Il s’est fourvoyé dans un chemin sans issu. Il porte la responsabilité des échecs d’un pays où la violence policière a laissé des traces indélébiles. Comme ses compères en Afrique francophone, il n’a pas su apporter des réponses adéquates au chômage, à l’éducation ni à la santé. La jeunesse ne lui a pas pardonné ses errances et sa navigation à vue. Il a manqué de cohérence dans la gestion des richesses endogènes comme nous le rappelle les contrats des hydrocarbures bradées à des multinationales. La corruption et le clientélisme ont eu raison d’un homme qui n’a pas su être à la hauteur de ses fonctions. La jeunesse sénégalaise, éclairée, bienveillante et alliée à la société civile, ne pouvaient laisser l’occasion de le sanctionner.
Qu’on se le dise, les élections transparentes sont une aubaine en démocratie où le pouvoir échoue à bâillonner l’opposition. Macky Sall a échoué et son peuple l’a sanctionné malgré les violences de ses forces de sécurité. Ce peuple mature a fait fi à la peur ; à l’insécurité et à l’abus du pouvoir d’un régime déclinant. L’échec de Macky Sall est aussi un message aux pouvoirs gérontocratiques qui s’accrochent au pouvoir, tels des moules sur un rocher. L’élection de Bassirou Diomaye Faye est un signe qui ne saurait tromper. Elle marque l’extinction des dinosaures en poste et qui ne sont plus en adéquation avec notre temps.
Il est temps que la jeunesse prenne le pouvoir car elle est décomplexée et aspire au bonheur spirituel et matériel pour le bonheur de tous. Dans un pays où l’opposition politique joue crânement son rôle, Macky Sall n’a pas voulu partir en beauté, en seigneur. Il a tragiversé comme ses pairs autocratiques à la fin de son deuxième mandat. Il a eu tort car l’opposition sénégalaise, jeune et bienveillante a su s’organiser malgré les entraves érigées par le pouvoir en place.
Le duo formé par Bassirou Diomaye Faye et Ousmane Sonko a résisté aux bourrasques qui soufflaient pour les réduire au silence dans une prison aux relents puants. Mais il en fallait plus pour briser un duo formé de longues dates avec un projet commun : la rupture avec l’ancien système hérité de la colonisation et qui a fait de la corruption un préalable à toutes les transactions. D’autres élections majeures se profilent à l’horizon 2025 en Afrique où les vieux mammouths, usés et séniles veulent s’accrocher au pouvoir malgré le handicap de l’âge.

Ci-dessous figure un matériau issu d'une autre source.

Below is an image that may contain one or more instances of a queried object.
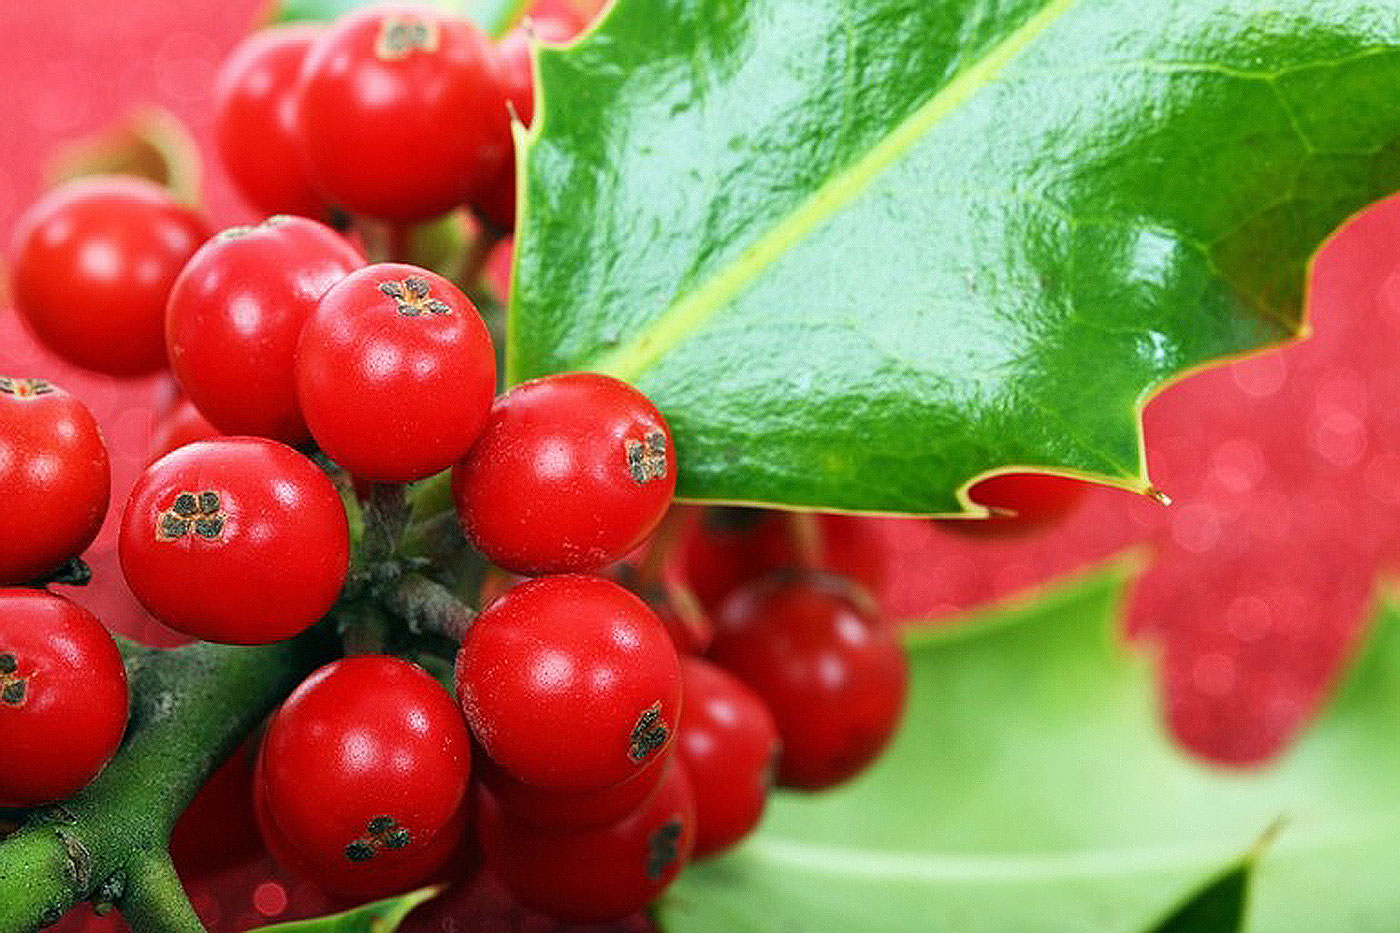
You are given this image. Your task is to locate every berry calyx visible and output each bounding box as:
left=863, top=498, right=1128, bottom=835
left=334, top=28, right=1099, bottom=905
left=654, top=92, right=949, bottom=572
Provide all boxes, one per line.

La jeunesse ne saurait le tolérer. Elle va s’inspirer de Bassirou Diomaye Faye et de Ousmane Sonko qui ont brisé le miroir aux alouettes. L’heure de vérité a sonné. L’Afrique a besoin, plus que jamais, de dirigeants jeunes hautains, décomplexés et ambitieux pour sortir du sous-développement systémique qui brise tous les espoirs d’une vie meilleure sous les tropiques. Les femmes et les hommes sont disposés à franchir le pas. Ils ont vaincu la peur pour commencer un nouveau cycle de perspectives au moment où le monde multipolaire leur tend les bras.
Cabral Libii, une figure de l’opposition camerounaise a été invité à la cérémonie d’investiture du nouveau et jeune président sénégalais. Est-ce un signe du destin ? L’avenir nous le dira. La jeunesse africaine est plus que jamais décidée à assumer son rôle pacificateur et à mettre fin au cycle hégémonique qui a brisé tant de vie et d’espoir en Afrique. Ne dit-on pas qu’aux âmes bien nées, la valeur n’attend point le nombre d’années ? Voilà un adage qui s’inscrit dans l’arène politique de la nouvelle Afrique.